Was ist der Unterschied zwischen Padel-Bällen und Tennisbällen?
Padel-Bälle sind etwas kleiner und auf einen niedrigeren Innendruck gepumpt als Tennisbälle – typischerweise 4,6 bis 5,2 kg/cm² gegenüber dem höheren Druck eines Standard-Tennisballs. Dies erzeugt einen kürzeren, kontrollierteren Absprung, der für den geschlossenen Padel-Platz geeignet ist.
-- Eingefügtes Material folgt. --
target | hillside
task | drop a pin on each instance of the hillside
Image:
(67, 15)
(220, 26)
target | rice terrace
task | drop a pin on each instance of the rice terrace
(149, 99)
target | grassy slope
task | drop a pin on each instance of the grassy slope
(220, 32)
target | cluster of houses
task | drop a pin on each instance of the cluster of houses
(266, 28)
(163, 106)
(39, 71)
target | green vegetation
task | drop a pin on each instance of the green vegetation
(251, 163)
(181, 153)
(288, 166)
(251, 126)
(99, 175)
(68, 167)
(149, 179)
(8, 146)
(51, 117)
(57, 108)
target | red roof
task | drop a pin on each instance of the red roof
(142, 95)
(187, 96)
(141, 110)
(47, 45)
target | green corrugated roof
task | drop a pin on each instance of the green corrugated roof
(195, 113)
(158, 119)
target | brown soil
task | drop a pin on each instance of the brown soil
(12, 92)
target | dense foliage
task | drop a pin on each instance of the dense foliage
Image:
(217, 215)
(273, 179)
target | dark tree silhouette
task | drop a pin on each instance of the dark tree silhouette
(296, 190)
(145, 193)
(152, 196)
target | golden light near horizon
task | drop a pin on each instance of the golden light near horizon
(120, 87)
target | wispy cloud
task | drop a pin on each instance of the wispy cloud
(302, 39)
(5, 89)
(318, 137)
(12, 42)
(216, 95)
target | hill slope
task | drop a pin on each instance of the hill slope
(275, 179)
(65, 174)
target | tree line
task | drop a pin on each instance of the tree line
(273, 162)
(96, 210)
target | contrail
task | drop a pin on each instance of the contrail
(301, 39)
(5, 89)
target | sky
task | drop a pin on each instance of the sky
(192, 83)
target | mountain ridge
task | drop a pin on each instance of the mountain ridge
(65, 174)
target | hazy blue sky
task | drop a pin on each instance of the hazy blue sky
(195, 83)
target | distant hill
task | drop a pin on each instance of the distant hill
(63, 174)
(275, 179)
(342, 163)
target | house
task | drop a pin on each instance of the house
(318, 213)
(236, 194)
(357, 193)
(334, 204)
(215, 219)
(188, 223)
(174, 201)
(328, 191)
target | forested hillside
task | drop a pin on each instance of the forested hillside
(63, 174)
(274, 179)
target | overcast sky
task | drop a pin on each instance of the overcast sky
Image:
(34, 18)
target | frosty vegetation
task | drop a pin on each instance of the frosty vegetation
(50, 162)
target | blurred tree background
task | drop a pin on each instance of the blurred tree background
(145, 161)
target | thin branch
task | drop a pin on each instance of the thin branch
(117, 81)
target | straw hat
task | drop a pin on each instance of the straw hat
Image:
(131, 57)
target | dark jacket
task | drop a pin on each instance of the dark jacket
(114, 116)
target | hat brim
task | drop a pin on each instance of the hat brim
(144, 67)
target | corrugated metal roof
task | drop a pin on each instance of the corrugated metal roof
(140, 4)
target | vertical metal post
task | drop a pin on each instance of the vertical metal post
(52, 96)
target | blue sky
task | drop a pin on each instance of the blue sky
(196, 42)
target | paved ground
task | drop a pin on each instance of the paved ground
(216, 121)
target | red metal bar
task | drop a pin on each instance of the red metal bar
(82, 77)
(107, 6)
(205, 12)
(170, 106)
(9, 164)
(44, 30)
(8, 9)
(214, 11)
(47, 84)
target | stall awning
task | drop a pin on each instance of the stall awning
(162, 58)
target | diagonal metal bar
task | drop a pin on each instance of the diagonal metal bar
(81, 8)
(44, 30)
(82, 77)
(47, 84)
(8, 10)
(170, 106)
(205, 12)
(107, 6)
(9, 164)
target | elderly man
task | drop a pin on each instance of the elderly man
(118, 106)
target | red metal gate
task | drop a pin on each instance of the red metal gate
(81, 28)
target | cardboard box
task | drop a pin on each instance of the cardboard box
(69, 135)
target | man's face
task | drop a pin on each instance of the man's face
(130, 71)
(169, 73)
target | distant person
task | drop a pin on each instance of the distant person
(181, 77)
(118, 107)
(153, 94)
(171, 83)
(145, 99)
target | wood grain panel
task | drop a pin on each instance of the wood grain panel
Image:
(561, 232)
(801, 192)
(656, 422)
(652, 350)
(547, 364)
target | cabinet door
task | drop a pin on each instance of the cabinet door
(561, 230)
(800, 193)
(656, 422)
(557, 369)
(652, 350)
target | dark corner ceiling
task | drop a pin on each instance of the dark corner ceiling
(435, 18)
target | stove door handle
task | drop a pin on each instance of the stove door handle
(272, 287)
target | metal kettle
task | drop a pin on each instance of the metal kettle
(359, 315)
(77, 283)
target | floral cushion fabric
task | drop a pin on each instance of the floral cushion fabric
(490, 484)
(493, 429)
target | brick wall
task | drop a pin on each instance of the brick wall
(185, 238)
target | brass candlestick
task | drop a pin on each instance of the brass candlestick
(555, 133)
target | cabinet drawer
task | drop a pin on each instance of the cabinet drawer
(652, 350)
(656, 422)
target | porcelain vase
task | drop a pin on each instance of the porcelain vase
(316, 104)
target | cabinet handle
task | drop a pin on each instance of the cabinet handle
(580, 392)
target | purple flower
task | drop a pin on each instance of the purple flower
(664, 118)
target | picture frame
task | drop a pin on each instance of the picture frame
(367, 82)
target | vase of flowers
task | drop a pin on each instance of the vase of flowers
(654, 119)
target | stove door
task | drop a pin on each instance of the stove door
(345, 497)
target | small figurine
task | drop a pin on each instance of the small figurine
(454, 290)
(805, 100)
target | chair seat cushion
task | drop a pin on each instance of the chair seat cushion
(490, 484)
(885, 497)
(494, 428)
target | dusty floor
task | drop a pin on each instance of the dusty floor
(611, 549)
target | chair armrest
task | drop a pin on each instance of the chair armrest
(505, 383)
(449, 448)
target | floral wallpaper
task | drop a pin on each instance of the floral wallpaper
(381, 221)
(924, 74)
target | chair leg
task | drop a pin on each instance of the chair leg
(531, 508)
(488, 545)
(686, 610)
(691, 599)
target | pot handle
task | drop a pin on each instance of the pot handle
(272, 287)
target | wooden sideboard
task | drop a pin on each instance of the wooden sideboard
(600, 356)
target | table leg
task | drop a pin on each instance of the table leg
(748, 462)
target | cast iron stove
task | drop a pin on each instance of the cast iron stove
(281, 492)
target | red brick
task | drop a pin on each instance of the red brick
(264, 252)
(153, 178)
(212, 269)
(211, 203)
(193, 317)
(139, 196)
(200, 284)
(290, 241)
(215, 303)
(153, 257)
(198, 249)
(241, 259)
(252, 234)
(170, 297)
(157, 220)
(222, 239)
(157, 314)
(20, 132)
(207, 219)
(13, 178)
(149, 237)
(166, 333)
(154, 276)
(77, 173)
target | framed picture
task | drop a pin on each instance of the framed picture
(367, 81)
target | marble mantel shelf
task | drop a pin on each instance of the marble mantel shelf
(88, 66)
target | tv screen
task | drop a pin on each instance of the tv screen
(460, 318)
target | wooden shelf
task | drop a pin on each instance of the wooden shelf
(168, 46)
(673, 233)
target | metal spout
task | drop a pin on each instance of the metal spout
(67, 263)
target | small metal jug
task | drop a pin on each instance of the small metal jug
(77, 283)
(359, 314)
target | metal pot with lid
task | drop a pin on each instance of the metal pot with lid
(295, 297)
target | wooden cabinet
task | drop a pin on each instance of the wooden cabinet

Tennisbälle auf einem Padel-Platz zu verwenden erzeugt einen unvorhersehbar hohen Absprung und erhöht die körperliche Belastung für deinen Arm. Verwende immer FIP-zugelassene padel-spezifische Bälle.
Welchen Padel-Schläger sollte ein Anfänger kaufen?
Anfänger sollten einen runden oder tropfenförmigen Schläger mit Fiberglasface und einem mittleren Gewicht im Bereich von 355–370 g wählen. Runde Schläger haben den vergebendsten Sweet Spot und den niedrigsten Gleichgewichtspunkt, was sie einfacher zu kontrollieren und weniger belastend für den Ellenbogen macht. Vermeide diamantförmige oder kopflastige Schläger, bis deine Technik etabliert ist. Budget zwischen 40 und 80 € für einen soliden Einsteiger-Rahmen einer anerkannten Marke.